O deputado estadual Carlos Avallone (PSDB) voltou a defender o apoio do partido à gestão de Otaviano Pivetta e à pré-candidatura do vice-governador. Ao comentar as investigações em andamento no Estado, ele disse que o ambiente eleitoral costuma ampliar acusações e aumentar a pressão sobre o governo.
A fala ocorre em meio à apuração do Tribunal de Contas do Estado (TCE) sobre compras da Secretaria de Estado de Educação (Seduc), aberta após denúncia de superfaturamento em aquisições feitas em Cuiabá por determinação do ex-secretário Amauri Monge, que também passou por outra pasta. Para Avallone, esse tipo de questionamento não é incomum na administração pública.
O parlamentar argumentou que secretarias sempre enfrentam algum tipo de cobrança e afirmou que, no caso da Educação, o volume de denúncias chamou mais atenção por ocorrer em ano eleitoral. Ele sustentou que a pasta teve poucas acusações ao longo da atual gestão e que o desgaste agora está sendo ampliado pelo cenário político.
Avallone também tentou deslocar o foco para os resultados das áreas do governo, citando a Secretaria de Estado de Infraestrutura e Logística (Sinfra) como exemplo de uma pasta que, segundo ele, vinha recebendo avaliações positivas. Na leitura do deputado, a mudança de clima político faz com que uma gestão antes elogiada passe a ser alvo de ataques mais duros.
O deputado ainda afirmou que denúncias fazem parte do processo eleitoral e que eventuais irregularidades precisam ser investigadas, sem restrição a nomes específicos. Segundo ele, a posição de Pivetta é de abertura para apurações, inclusive sobre o próprio vice-governador, caso isso seja necessário.
Ao mesmo tempo, o Sindicato dos Trabalhadores do Ensino Público (Sintep) apontou nesta gestão casos como maquiagem de notas, assédio e defasagem salarial. Essas queixas estão sob análise do Ministério Público de Mato Grosso (MPMT), o que mantém a Seduc sob pressão e aumenta a cobrança sobre a resposta institucional do governo.

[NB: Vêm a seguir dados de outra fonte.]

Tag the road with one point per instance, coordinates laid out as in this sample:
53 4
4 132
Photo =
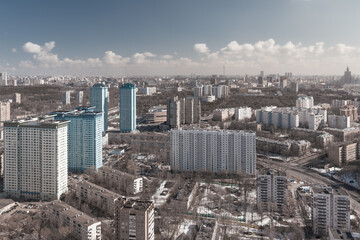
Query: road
311 177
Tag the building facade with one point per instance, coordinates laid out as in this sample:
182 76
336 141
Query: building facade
127 107
35 159
271 189
330 209
84 138
134 220
82 225
99 98
213 151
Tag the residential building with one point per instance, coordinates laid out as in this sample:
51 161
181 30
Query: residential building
122 181
84 138
134 220
343 153
330 209
271 188
305 102
97 196
127 107
213 150
35 159
341 122
3 79
350 111
99 97
156 114
16 98
82 225
79 97
66 98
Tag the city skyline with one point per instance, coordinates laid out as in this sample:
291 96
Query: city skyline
169 38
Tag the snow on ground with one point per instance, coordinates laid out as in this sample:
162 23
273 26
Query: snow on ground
186 227
158 198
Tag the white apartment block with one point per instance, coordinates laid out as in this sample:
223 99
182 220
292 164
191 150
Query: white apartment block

Para o cidadão, o efeito prático é claro: quando investigações se acumulam, cresce a desconfiança sobre o uso do dinheiro público e sobre a capacidade do Estado de entregar serviços sem ruído político. Em ano eleitoral, essa disputa tende a contaminar o debate e elevar a cobrança por transparência.
Reportagem produzida pelo Bastidor MT com base em informações publicamente divulgadas pela fonte original.
O caso mostra como denúncias em ano eleitoral podem influenciar a percepção sobre a gestão pública e ampliar a pressão por respostas rápidas. Quando uma secretaria entra no centro de apurações, o impacto não fica só na política: afeta a confiança de servidores, famílias e usuários do serviço. Também aumenta a cobrança por transparência, porque qualquer suspeita sobre compras ou gestão pode comprometer a credibilidade do governo. Em termos práticos, mais ruído político significa mais dificuldade para separar disputa eleitoral de problema administrativo real.